要知道。
在之前大雪封山的时候,苗家两兄弟对她动手,已经算得上是心狠手辣。
再把人赶走之后,她身上几乎没有几处完好无损的地方。
可即使如此,那也只是些皮外伤。
沈晏礼的伤口不一样。
虽然看不出究竟是什么猛兽留下的。
但那血淋淋的伤口,足以说明一切。
沈辞安用力捂住嘴,不让自己被吓得叫出声来。
一双眼睛却像是粘在伤口处,半点都不肯挪开。
沈晏礼有些无奈,“就知道不该给你们娘俩看,肯定会把你们给吓着!”
他再次用衣袖盖住伤口。
顺带用没受伤的手捏了捏小家伙的脸蛋。
抬头看向苗秀秀,“别担心,不是苗天赐打出来的,不过当时他正好碰到了这个地方……”
沈晏礼突然变得有些欲言又止。
苗秀秀皱起眉头,眼神再次飘向沈晏礼受伤的地方。
忽然明白了,他为何不肯把话说完。
无非是因为流血的地方,从头到尾都是他自己干的!
苗秀秀回忆起刚才,某人在被苗天赐碰到后,故作虚弱的跌倒在地,手就一直紧紧捂在伤口的位置。
原本她还以为是沈晏礼想跟她一样,故意碰瓷,这才摆出一副受了伤的姿态。
没想到他的算盘竟然打得这么响。
胳膊上那块血迹。
没猜错的话,应该是沈晏礼趁着旁人的注意力,都在她和苗大壮身上。
偷偷自己用力,硬生生将之前胳膊上的伤口,给重新撕开。
想到这种撕心裂肺的疼痛。
苗秀秀五官紧紧皱在一起,“你其实没必要这么做的,按照我的办法来,也能把那些人赶走的。
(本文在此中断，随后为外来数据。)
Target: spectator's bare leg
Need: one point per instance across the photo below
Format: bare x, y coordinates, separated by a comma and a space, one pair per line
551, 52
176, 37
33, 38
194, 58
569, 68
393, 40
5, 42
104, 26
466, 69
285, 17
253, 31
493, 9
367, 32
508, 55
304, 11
”
“没用的。”沈晏礼苦笑着摇头,“继续跟他们磨嘴皮子功夫,怕是一路吵到明天早上,都得不到任何答案。”
他看了眼手腕上,被染红的一大片。
“麻烦你替我洗衣裳了。”
多奇怪。
明明受伤的人是他,现在却表现出一副无所谓的样子。
虽然没了之前那副拒人于千里之外的姿态,但就连替他洗衣裳都要主动道谢……
作为一个靠打猎为生的乡野村夫,沈晏礼的所作所为,未免有些太过奇怪。
苗秀秀张了张嘴。
想要问他些问题。
但是看见那块血淋淋的痕迹,到了嘴边的话,又选择重新咽了回去。